Ann Fox Chandonnet’s keen eye and ear, her art and intelligence, are evident everywhere in these pages. Here are poems stepped in the cadence of place–be it of childhood on a Massachusetts farm or adulthood in Alaska–as they consider history, memory, literature, and the hard truths of the present day. The Shape of Wind on Water gathers a fine and substantial life’s work.
–Jane Brox, author of Silence: A Social History of One of the Least Understood Elements of Our Lives.

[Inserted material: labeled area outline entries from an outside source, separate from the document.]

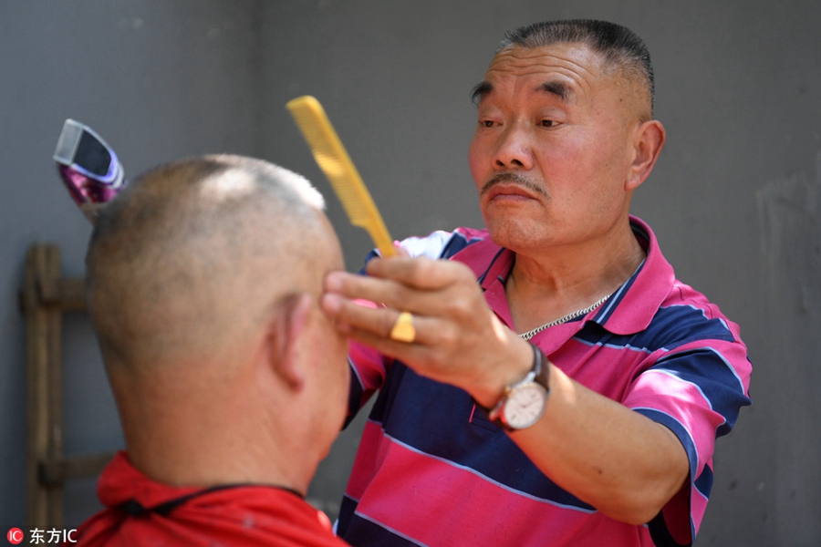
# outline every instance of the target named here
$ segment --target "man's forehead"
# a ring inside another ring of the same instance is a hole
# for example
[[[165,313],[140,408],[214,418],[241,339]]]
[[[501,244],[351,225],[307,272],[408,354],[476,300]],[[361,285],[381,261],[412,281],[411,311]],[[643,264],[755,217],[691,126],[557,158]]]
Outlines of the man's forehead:
[[[492,94],[505,81],[526,80],[529,90],[568,100],[576,90],[591,86],[602,75],[600,57],[580,43],[540,47],[510,46],[499,51],[474,88],[473,101]]]
[[[601,64],[601,57],[582,43],[558,43],[539,47],[508,46],[491,60],[485,71],[485,79],[506,74],[599,74]]]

Here are stories infused with music and songs brimming with intelligence. Never sentimental and always grounded in life’s specifics, these are poems that open worlds of precarious delight. It was a privilege to be invited on this voyage. I was always in safe hands.
–Ray Hudson, Vermont educator and author of Moments Rightly Placed: An Aleutian Memoir


ABOUT THE AUTHOR:
 

The oldest of five children, Ann Fox Chandonnet was born in Lowell, MA, growing up in the neighboring rural town of Dracut. She attended Lowell State College (as it was then) as an English major/history minor, class of 1964, graduating magna cum laude. She earned a master’s degree in English at the University of Wisconsin (Madison), and then accepted a position as an English teacher at Kodiak High School in Alaska. After a year on Kodiak Island, she returned to Lowell and became a teaching assistant at Lowell State for three years.
       In 1969 she and her husband, Ferdinand L. Chandonnet, moved to Oakland, CA, where she learned banking at one bank and then was hired away by a second, First Enterprise Bank, the first Black-owned bank in the city, to be administrative assistant to the President. She also published her first cookbook, The Complete Fruit Cookbook (101 Productions, San Francisco).
      The couple adopted their first child, Yves Gaetan, ten days old, in Costa Rica in 1972. Fern was hired by radio station KHAR in Anchorage to be its “morning man” (a combination news reader and comedian) in 1973.
      In 1974, they adopted their second son, Alexandre Jules. Ann remained at home for ten years to raise the boys while carving out time for words. She then spent ten years as a reporter for the Anchorage Times, moving in 1999 to Juneau to work for the Juneau Empire.
      Among her honors is an award from The Alaska Press Club for a seven-part series, “Disabled by Alcohol Before Birth.” Her long poem “In Velvet” was twice nominated for the Pushcart Prize.
      Her latest book is a children’s book, Baby Abe: A Lullaby for Lincoln (Circle Press, 2023).


FROM THE BOOK:


My Muse

by Ann Fox Chandonnet

My muse grunts below ground,
pressing two hundred pounds.

My muse knots a new string on his yo-yo,
walks the dog on the kitchen lino.

In today’s rushes, my muse slouches
with Brando on tenement couches.

My muse goes each week to work
while I stay home and creatively shirk.

Mu muse has hair on his feet
and keeps an iambic beat.

My muse kisses my lips
after rejection slips.

My muse likes hot wine, hot cha cha, hot milk–
and metaphors slick as silk.

My muse says I’m not working at peak;
he is he says, giving both biceps a tweak.